# Hello From Illinois



## WGB (Dec 13, 2008)

Hi Brenda,
I'm new to the site too, and from central Illinois also.
Starting three hives this spring.


----------



## Rebel Rose (Apr 5, 2009)

Hi WGB,

Glad to meet you too! You are going to love it once you get your bees. Welcome to your new addiction. 

Brenda


----------



## Barry (Dec 28, 1999)

Hi Brenda -

Welcome to the forum! I'm a transplant from Fisher, right on 136. Both Grandparents spent their life there and I still have a bunch of bee equipment in storage at one of their properties.
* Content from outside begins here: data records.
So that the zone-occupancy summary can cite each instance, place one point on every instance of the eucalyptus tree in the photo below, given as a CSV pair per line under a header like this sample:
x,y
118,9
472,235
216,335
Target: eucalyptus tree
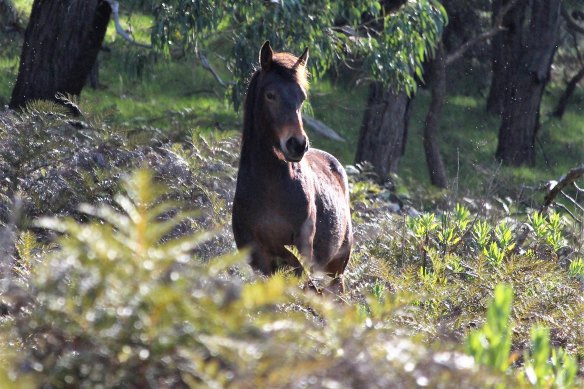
x,y
61,43
522,63
390,39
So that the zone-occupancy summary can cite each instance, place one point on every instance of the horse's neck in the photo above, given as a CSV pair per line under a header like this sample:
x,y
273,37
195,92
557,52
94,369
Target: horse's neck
x,y
258,160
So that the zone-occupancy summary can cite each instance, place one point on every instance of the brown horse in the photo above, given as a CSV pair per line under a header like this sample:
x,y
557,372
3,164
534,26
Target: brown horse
x,y
288,193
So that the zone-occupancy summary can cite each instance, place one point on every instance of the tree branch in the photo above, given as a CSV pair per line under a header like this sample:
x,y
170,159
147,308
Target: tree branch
x,y
321,128
115,5
497,28
556,189
570,21
207,66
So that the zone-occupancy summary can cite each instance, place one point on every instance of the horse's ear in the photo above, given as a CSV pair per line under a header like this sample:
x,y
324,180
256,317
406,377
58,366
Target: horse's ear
x,y
266,55
303,59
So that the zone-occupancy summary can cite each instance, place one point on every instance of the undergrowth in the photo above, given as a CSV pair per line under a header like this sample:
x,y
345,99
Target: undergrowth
x,y
113,279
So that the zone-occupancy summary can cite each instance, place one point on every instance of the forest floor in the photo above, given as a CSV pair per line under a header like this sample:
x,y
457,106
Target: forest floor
x,y
127,283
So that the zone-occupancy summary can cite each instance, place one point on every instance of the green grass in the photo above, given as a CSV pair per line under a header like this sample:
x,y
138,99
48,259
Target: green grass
x,y
147,91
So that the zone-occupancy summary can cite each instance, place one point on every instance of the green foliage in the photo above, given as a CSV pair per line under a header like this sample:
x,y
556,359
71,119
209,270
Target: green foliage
x,y
576,268
548,370
491,344
393,45
118,296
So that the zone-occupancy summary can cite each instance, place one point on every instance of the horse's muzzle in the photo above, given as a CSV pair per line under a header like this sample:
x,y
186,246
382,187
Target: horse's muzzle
x,y
295,147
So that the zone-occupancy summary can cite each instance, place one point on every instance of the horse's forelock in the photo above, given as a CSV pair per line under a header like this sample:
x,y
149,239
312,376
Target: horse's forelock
x,y
287,65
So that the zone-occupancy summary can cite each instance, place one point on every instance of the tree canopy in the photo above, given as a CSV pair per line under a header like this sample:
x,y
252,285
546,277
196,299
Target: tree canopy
x,y
392,44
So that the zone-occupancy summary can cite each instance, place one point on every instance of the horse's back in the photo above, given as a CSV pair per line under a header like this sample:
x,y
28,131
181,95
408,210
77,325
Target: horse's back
x,y
328,168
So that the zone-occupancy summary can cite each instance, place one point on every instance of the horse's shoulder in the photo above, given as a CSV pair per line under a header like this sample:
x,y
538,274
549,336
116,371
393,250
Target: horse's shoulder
x,y
327,162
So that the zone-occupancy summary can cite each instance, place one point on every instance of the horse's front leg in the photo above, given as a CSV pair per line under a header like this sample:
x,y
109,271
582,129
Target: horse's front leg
x,y
304,242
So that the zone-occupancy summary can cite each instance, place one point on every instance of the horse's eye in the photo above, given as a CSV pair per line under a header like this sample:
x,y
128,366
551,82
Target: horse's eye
x,y
271,96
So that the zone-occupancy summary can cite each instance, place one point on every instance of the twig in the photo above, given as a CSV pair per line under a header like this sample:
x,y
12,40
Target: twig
x,y
565,209
573,201
119,29
568,179
207,66
322,128
570,21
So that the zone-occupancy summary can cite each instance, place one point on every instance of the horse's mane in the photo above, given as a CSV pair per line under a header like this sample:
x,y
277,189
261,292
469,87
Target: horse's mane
x,y
284,65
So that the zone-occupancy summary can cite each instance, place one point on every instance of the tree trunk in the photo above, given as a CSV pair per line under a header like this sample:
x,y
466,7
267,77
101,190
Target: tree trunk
x,y
504,47
437,80
61,43
383,133
526,82
8,16
570,88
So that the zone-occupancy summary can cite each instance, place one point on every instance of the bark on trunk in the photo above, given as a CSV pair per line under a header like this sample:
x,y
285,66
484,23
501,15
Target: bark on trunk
x,y
568,92
520,117
504,47
61,44
8,16
437,79
384,129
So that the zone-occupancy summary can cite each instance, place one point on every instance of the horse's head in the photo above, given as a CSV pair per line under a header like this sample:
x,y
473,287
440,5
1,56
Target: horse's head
x,y
279,99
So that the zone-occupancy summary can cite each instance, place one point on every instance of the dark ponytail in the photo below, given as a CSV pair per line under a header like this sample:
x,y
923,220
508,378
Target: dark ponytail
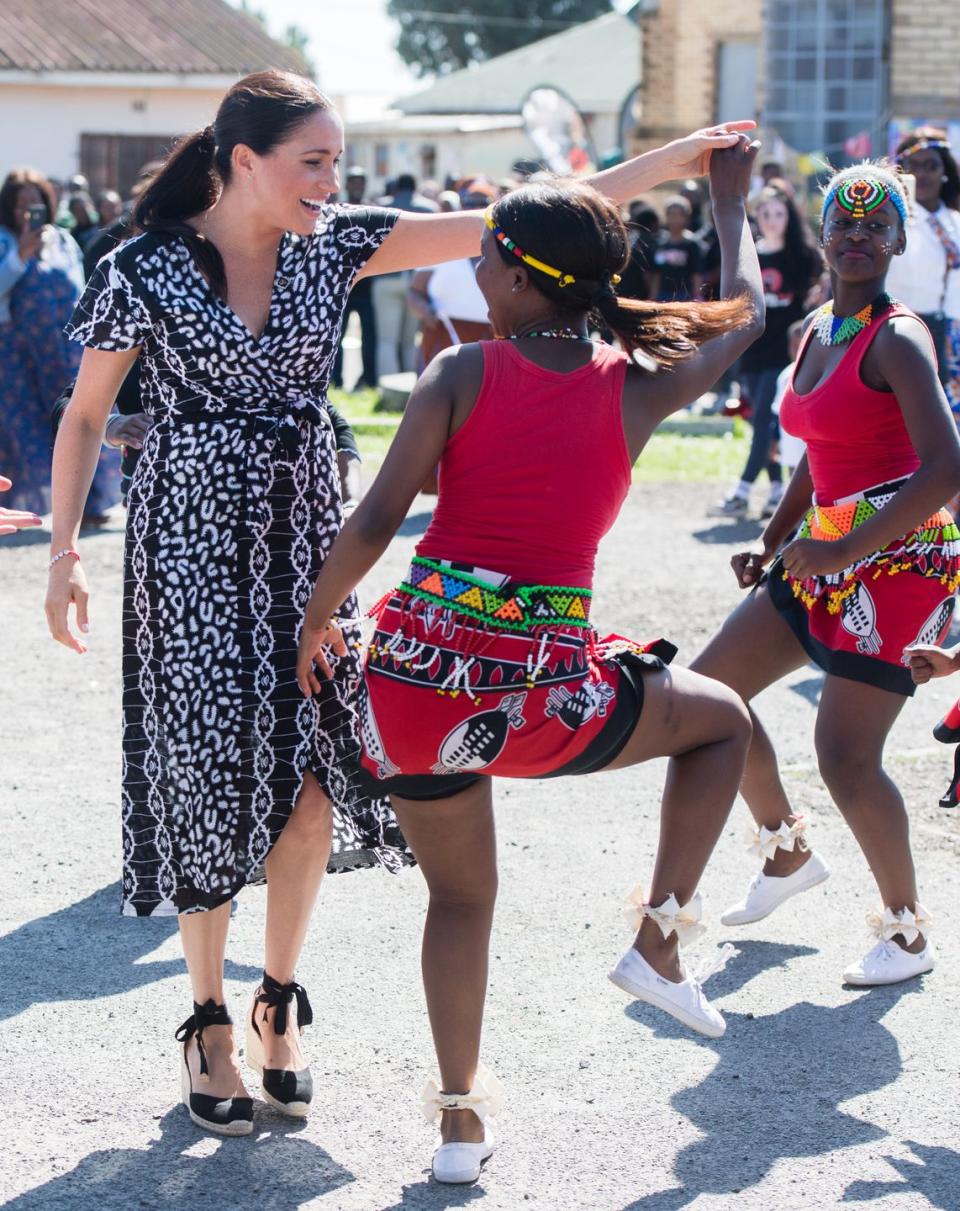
x,y
260,110
572,227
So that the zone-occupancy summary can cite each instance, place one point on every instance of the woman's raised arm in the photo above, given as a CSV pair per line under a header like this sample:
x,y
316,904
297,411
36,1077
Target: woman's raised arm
x,y
74,463
419,240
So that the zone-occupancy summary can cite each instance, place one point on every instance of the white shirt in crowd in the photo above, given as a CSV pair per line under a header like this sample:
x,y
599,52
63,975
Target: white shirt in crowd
x,y
454,292
917,279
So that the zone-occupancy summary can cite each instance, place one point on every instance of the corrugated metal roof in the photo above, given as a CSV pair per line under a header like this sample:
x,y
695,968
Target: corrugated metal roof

I hope you find this joint friendly and helpful as there is never a shortage of discussion and opinions.


----------



## Brenda (Nov 23, 2006)

Hi from another Brenda from Illinois.


----------



## Rebel Rose (Apr 5, 2009)

Hi Brenda!

Glad to meet you!

Brenda


----------



## Rebel Rose (Apr 5, 2009)

Barry said:


> Hi Brenda -
> 
> Welcome to the forum! I'm a transplant from Fisher, right on 136. Both Grandparents spent their life there and I still have a bunch of bee equipment in storage at one of their properties. I hope you find this joint friendly and helpful as there is never a shortage of discussion and opinions.


Barry, I am sure that I will like it here...there is a wealth of information and lot of different ideas and opinions here. 

I am about ten miles south of Rt 136!

Brenda


----------